Archmage seems like a good PrC for Shal'Auran. It has flavor and some of the High Arcanas can be okay when used with the right supplements. (Think Shivering Touch was OP enough? Arcane Reach disagrees.) Loremaster manages to at least not suck and gives good Knowledge bonuses, which could work if he's the smart arrogant guy. Not much else I know that fits a "lord of the arcane", though.

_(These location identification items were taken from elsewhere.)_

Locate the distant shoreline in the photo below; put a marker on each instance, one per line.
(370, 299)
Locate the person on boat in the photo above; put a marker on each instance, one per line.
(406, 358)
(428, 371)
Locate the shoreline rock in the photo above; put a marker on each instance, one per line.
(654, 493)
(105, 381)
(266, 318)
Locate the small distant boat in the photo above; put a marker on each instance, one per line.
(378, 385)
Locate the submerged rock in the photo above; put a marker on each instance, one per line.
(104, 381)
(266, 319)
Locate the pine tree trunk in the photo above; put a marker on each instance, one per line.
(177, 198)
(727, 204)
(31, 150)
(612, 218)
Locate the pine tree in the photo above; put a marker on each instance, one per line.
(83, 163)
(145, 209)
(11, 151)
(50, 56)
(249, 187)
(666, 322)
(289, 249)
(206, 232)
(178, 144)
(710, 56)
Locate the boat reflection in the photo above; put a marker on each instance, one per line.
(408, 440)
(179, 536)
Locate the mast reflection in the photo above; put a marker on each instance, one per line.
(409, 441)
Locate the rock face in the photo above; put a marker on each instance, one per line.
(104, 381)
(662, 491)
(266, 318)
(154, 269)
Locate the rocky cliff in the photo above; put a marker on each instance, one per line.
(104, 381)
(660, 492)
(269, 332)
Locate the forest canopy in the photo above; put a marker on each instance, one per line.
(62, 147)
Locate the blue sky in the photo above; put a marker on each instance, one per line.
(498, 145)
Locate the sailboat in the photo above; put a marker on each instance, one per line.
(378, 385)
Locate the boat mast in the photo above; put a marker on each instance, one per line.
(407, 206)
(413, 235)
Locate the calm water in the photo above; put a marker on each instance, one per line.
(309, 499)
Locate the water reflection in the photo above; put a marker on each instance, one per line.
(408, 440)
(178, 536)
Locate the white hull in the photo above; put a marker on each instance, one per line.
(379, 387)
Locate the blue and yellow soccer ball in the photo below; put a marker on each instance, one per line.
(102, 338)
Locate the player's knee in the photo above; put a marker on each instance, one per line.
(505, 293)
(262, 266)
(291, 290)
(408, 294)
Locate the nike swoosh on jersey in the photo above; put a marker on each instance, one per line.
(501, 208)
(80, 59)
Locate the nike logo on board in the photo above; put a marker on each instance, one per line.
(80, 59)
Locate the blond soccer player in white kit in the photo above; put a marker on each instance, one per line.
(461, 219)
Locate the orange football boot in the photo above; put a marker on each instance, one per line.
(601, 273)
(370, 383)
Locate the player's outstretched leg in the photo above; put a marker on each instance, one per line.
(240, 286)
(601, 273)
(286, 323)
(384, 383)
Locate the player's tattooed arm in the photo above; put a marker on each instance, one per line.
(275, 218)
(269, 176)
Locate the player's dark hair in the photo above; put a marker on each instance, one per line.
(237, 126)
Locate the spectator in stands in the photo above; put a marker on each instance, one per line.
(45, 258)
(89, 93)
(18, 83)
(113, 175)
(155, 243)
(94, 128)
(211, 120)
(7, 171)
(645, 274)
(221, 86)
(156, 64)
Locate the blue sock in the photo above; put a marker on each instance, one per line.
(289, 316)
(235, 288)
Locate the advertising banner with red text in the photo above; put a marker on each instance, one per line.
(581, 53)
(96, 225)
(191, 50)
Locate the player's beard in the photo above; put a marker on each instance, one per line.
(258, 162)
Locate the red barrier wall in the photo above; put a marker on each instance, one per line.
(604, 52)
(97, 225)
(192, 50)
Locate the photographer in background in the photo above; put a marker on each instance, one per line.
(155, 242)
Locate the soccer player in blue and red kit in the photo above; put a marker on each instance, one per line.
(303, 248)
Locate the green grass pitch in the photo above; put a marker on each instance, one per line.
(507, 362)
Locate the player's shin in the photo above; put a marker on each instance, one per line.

Shal'Pagaris is going to be a Vampire(Elf) Shadow Sun Ninja? Hmmmm... Too bad, if he was a non-humanoid, he'd be able to take levels in the Soul Eater prestige class. Monks suddenly become much less pathetic when they can drain levels by punching you in the face, and the Necrotic Focus enchantment allows you to channel that through the weapon so you drain levels by hitting them with your sword as well. Another alternative is to make him a Ruby Knight Vindicator. Say that after he was "betrayed", he converted to a more appropriate god or something.

And since Shal'Mortalis is a bard, adding the Virtuso prestige class would be great. Sublime Chord gives spells, but there's not that many awesome class features, while Virtuso has lots of music-related class features, and advances arcane casting except for the first level, so the two mesh well. If you want both, then you can just advance Bard instead of SC, since he'll be epic anyways. Dirgesinger gives new undead-related songs and stacks with Bard for determining bardic music usages, and must be non-good, but doesn't stack for anything else such as spells. War Chanter has okay buffs and has full BAB, but no casting advancement. If you want him to be a commander, Song of the White Raven let Bard and Warblade or Crusader to stack for Inspire Courage, but yet again no spell advancement.